A C-type lectin from Bothrops jararacussu venom can adhere to extracellular matrix proteins and induce the rolling of leukocytes

Abstract

Purification of a lectin from Bothrops jararacussu venom (BjcuL) was carried out using agarose-D-galactose affinity gel. MALDI-TOF gave a major signal at m/z 32028, suggesting the presence of a dimmer composed of two identical subunits. Divalent cations were required for the lectin activity, as complete absence of such ions reduced hemagglutination. BjcuL was more effective at neutral pH and showed total loss of activity at pH values below 4.0 and above 9.0. Its agglutinating activity remained stable at 25°C until 60min, but increased when at 35°C for at least 15min. Adhesion assays to extracellular matrix (ECM) glycoproteins showed that the biotinylated lectin (0.039-5.0µg/100µl) was capable of binding to fibronectin and vitronectin in a dose-dependent manner. The binding was partially inhibited in the presence of D-galactose.

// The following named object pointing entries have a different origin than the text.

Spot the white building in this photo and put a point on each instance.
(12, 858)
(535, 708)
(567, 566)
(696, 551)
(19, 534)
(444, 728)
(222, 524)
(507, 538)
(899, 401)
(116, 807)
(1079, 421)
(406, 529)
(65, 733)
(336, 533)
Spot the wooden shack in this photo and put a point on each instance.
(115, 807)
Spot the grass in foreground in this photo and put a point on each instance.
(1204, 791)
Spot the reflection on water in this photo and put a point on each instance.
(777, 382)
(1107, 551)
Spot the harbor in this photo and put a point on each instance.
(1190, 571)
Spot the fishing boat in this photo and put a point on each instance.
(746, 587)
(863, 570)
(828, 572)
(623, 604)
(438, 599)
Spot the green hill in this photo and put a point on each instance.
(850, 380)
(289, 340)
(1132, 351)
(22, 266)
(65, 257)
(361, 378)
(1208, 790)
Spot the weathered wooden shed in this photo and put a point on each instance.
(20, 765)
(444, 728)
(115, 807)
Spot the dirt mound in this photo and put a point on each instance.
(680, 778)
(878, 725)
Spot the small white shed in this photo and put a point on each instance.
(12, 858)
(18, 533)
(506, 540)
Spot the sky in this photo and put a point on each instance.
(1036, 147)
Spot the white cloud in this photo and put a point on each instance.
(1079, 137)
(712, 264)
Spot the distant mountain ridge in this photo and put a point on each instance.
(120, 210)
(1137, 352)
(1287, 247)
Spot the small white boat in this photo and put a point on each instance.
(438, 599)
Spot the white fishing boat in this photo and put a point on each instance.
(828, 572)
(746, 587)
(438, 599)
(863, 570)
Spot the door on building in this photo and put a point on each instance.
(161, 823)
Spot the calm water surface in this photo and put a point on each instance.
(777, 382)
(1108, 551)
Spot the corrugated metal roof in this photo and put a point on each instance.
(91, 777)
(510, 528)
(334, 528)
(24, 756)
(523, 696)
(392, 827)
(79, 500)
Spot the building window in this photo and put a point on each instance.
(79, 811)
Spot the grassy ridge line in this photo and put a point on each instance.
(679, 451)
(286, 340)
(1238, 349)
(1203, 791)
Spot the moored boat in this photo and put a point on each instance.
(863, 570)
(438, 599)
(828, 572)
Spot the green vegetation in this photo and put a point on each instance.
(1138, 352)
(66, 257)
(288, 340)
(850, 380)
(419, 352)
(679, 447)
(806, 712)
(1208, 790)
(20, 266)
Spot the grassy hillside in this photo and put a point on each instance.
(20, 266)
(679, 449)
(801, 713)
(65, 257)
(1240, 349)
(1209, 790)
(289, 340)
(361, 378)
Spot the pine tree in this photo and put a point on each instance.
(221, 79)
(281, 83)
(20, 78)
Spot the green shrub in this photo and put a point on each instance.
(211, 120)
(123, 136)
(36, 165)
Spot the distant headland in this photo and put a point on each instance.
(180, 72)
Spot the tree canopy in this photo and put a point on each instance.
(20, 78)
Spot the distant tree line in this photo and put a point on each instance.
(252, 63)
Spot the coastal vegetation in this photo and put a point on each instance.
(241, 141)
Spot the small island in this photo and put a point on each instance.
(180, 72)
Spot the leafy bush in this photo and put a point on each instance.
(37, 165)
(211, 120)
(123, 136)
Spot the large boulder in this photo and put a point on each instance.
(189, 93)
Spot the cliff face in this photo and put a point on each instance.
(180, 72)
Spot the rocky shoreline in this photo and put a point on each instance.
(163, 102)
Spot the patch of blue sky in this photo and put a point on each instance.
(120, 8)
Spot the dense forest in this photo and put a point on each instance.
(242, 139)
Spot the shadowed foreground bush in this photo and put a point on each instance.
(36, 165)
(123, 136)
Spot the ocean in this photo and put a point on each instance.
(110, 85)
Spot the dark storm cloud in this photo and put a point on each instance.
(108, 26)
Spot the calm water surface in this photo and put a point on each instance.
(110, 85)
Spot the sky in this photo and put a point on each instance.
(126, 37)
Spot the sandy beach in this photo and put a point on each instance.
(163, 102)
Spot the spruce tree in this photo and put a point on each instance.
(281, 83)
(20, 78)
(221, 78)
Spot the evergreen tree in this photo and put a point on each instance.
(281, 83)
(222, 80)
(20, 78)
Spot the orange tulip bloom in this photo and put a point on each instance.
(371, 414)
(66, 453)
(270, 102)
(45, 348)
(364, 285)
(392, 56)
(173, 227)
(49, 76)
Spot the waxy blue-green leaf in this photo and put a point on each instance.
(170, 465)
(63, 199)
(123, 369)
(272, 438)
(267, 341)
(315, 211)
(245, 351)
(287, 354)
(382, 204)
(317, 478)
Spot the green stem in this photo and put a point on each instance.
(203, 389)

BjcuL (1.25-10µg/30µl) potential was investigated for leukocyte rolling and adhesion to endothelial cells in living microvessels using intravital microscopy, which showed that it induced a dose-dependent increase in rolling and adherence of leukocytes, acting directly on endothelial cells of postcapillary venules. The specific association between lectins and their ligands, either on the cell surface or on the ECM, is related to a variety of biological processes. The complementary characterization of BjcuL, shown here, is useful to further understand the venom effects and as a background for future investigation for therapeutic strategies.